Ronco Claudio, Haapio Mikko, House Andrew A, Anavekar Nagesh, Bellomo Rinaldo
Department of Nephrology, St. Bortolo Hospital, Vicenza, Italy.
J Am Coll Cardiol. 2008 Nov 4;52(19):1527-39. doi: 10.1016/j.jacc.2008.07.051.
The term cardiorenal syndrome (CRS) increasingly has been used without a consistent or well-accepted definition. To include the vast array of interrelated derangements, and to stress the bidirectional nature of heart-kidney interactions, we present a new classification of the CRS with 5 subtypes that reflect the pathophysiology, the time-frame, and the nature of concomitant cardiac and renal dysfunction. CRS can be generally defined as a pathophysiologic disorder of the heart and kidneys whereby acute or chronic dysfunction of 1 organ may induce acute or chronic dysfunction of the other. Type 1 CRS reflects an abrupt worsening of cardiac function (e.g., acute cardiogenic shock or decompensated congestive heart failure) leading to acute kidney injury. Type 2 CRS comprises chronic abnormalities in cardiac function (e.g., chronic congestive heart failure) causing progressive chronic kidney disease. Type 3 CRS consists of an abrupt worsening of renal function (e.g., acute kidney ischemia or glomerulonephritis) causing acute cardiac dysfunction (e.g., heart failure, arrhythmia, ischemia). Type 4 CRS describes a state of chronic kidney disease (e.g., chronic glomerular disease) contributing to decreased cardiac function, cardiac hypertrophy, and/or increased risk of adverse cardiovascular events. Type 5 CRS reflects a systemic condition (e.g., sepsis) causing both cardiac and renal dysfunction. Biomarkers can contribute to an early diagnosis of CRS and to a timely therapeutic intervention. The use of this classification can help physicians characterize groups of patients, provides the rationale for specific management strategies, and allows the design of future clinical trials with more accurate selection and stratification of the population under investigation.

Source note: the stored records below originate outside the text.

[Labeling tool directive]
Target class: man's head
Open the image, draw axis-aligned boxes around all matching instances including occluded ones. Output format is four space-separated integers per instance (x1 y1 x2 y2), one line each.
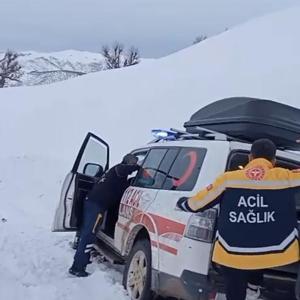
122 153 138 165
249 139 276 165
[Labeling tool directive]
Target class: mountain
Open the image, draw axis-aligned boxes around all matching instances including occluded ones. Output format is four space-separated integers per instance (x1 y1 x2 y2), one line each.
0 50 104 86
0 7 300 300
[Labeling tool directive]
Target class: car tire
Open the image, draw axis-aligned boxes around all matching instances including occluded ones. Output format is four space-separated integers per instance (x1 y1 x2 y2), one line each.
123 239 153 300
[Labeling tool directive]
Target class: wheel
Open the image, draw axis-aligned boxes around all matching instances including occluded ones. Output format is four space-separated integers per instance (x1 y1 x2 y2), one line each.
123 239 152 300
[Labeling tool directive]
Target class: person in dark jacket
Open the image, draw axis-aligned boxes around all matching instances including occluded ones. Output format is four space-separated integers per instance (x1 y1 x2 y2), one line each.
177 139 300 300
69 154 140 277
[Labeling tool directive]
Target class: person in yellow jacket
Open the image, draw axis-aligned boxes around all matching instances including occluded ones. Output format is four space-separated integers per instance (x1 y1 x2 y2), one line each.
177 139 300 300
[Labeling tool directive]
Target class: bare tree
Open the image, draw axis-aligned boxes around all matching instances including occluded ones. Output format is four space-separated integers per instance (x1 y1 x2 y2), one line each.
193 35 207 45
0 50 22 88
124 47 140 67
102 42 124 69
101 42 140 69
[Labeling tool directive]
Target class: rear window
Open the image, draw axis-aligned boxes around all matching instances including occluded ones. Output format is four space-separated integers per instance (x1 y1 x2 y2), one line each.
134 148 168 189
134 147 207 191
163 148 207 191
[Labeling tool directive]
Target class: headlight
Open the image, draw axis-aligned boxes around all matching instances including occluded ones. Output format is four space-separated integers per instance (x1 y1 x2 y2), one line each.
185 209 217 243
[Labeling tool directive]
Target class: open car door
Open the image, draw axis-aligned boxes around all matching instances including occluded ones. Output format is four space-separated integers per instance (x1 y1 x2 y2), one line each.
52 133 109 232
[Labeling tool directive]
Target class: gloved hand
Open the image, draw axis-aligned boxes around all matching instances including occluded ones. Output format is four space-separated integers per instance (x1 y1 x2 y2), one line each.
176 197 189 211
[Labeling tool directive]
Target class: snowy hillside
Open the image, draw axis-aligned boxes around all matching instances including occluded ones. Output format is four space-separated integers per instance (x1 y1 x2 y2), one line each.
0 50 104 86
0 7 300 300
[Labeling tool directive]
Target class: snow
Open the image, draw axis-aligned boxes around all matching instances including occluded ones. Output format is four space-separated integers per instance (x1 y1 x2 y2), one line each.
4 50 104 86
0 7 300 300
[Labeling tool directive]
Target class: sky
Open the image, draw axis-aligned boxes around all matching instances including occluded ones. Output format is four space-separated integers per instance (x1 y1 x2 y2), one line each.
0 0 300 57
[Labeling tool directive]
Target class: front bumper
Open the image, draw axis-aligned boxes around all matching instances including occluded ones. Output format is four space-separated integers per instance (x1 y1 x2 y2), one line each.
155 264 300 300
156 270 214 300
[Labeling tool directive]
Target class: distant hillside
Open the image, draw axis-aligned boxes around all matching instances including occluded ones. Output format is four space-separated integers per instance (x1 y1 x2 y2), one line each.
3 50 103 86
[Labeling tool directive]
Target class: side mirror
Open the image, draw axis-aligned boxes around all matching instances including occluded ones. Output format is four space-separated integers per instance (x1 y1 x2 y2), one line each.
83 163 104 177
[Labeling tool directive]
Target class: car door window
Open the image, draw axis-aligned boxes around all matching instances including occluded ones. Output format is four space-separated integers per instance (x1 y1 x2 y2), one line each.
134 148 178 189
77 136 108 174
163 148 207 191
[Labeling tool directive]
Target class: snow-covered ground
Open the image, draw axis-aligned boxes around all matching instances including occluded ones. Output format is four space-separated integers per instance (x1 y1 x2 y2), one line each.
0 7 300 300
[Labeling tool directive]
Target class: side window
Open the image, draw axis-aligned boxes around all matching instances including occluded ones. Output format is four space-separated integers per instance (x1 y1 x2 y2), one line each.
163 148 207 191
128 149 149 185
77 136 108 174
134 148 178 189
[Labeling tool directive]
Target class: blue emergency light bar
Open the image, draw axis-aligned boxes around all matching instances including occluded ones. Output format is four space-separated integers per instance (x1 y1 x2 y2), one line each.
151 129 178 141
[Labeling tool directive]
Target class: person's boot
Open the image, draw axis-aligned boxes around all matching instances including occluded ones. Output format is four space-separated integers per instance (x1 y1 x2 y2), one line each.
69 266 90 277
246 283 262 300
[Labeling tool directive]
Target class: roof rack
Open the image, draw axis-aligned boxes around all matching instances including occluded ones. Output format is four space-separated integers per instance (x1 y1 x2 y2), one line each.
151 126 247 143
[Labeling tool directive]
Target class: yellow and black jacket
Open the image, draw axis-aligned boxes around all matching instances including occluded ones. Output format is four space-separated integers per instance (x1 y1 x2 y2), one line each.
178 159 300 270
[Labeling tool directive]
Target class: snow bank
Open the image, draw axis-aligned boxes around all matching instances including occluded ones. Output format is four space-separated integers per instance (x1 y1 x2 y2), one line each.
0 7 300 300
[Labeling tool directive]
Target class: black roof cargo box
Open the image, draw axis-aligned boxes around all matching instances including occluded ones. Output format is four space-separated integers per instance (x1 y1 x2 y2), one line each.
184 97 300 150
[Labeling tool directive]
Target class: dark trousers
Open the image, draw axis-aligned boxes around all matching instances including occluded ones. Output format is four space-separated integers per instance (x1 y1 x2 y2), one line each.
222 266 263 300
72 200 104 271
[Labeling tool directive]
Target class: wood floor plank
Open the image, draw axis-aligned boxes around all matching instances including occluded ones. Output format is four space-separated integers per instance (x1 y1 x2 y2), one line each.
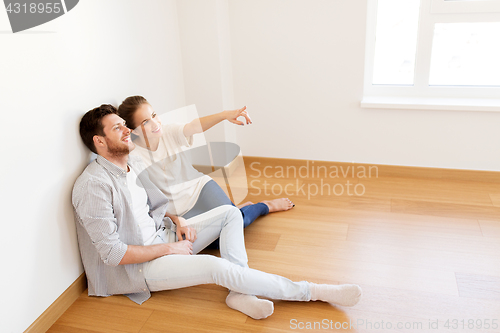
456 273 500 301
479 220 500 238
49 297 152 333
392 199 500 220
489 193 500 207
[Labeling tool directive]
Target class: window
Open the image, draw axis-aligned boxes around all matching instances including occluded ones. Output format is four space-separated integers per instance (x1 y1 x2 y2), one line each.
361 0 500 111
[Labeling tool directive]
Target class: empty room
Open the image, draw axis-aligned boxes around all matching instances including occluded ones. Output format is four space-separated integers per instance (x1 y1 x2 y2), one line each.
0 0 500 333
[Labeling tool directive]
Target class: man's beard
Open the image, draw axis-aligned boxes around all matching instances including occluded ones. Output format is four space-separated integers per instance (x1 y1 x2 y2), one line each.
105 139 133 157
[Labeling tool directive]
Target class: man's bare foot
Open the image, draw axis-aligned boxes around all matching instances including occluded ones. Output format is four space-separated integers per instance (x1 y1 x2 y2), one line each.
262 198 295 213
236 201 253 209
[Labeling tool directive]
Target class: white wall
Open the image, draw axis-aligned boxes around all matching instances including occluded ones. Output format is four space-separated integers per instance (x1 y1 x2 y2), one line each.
0 0 185 333
229 0 500 171
177 0 236 142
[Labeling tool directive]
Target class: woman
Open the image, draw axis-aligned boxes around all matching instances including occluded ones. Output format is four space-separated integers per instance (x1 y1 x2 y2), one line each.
118 96 295 227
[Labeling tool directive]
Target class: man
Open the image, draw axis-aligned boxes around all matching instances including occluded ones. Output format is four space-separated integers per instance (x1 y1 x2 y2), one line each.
72 105 361 319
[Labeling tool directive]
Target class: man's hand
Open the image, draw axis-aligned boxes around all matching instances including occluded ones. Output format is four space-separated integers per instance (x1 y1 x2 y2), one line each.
165 240 193 255
224 106 252 125
176 224 196 242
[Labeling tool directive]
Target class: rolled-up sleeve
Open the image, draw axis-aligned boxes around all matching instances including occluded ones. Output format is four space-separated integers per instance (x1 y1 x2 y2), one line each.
73 180 127 266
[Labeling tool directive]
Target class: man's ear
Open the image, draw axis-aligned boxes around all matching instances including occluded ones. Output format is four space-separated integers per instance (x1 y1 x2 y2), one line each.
92 135 106 149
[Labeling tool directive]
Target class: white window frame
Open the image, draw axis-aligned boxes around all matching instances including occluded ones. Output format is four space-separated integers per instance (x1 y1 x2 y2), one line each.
361 0 500 112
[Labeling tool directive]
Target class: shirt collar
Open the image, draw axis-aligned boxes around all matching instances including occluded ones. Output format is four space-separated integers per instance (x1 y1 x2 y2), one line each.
96 155 127 177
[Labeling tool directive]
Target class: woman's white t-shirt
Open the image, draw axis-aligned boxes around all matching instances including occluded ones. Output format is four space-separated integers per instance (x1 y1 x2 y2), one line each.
130 123 211 216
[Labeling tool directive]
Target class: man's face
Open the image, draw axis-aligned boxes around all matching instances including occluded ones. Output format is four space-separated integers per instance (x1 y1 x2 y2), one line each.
100 114 135 156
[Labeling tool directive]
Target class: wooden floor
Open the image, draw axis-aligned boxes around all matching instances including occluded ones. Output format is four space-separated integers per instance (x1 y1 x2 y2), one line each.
48 158 500 333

心肾综合征(CRS)这一术语的使用越来越多,但却没有一个统一或被广泛接受的定义。为了涵盖大量相互关联的紊乱情况,并强调心肾相互作用的双向性,我们提出了一种新的心肾综合征分类,包含5个亚型,这些亚型反映了病理生理学、时间框架以及伴随的心脏和肾脏功能障碍的性质。CRS一般可定义为心脏和肾脏的病理生理紊乱,即一个器官的急性或慢性功能障碍可能诱发另一个器官的急性或慢性功能障碍。1型CRS反映心脏功能突然恶化(如急性心源性休克或失代偿性充血性心力衰竭)导致急性肾损伤。2型CRS包括心脏功能的慢性异常(如慢性充血性心力衰竭)导致进行性慢性肾病。3型CRS由肾功能突然恶化(如急性肾缺血或肾小球肾炎)导致急性心脏功能障碍(如心力衰竭、心律失常、缺血)组成。4型CRS描述了慢性肾病(如慢性肾小球疾病)导致心脏功能下降、心脏肥大和/或不良心血管事件风险增加的状态。5型CRS反映了导致心脏和肾脏功能障碍的全身性疾病(如脓毒症)。生物标志物有助于CRS的早期诊断和及时的治疗干预。使用这种分类有助于医生对患者群体进行特征描述,为特定的管理策略提供理论依据,并允许设计未来的临床试验,以便对研究人群进行更准确的选择和分层。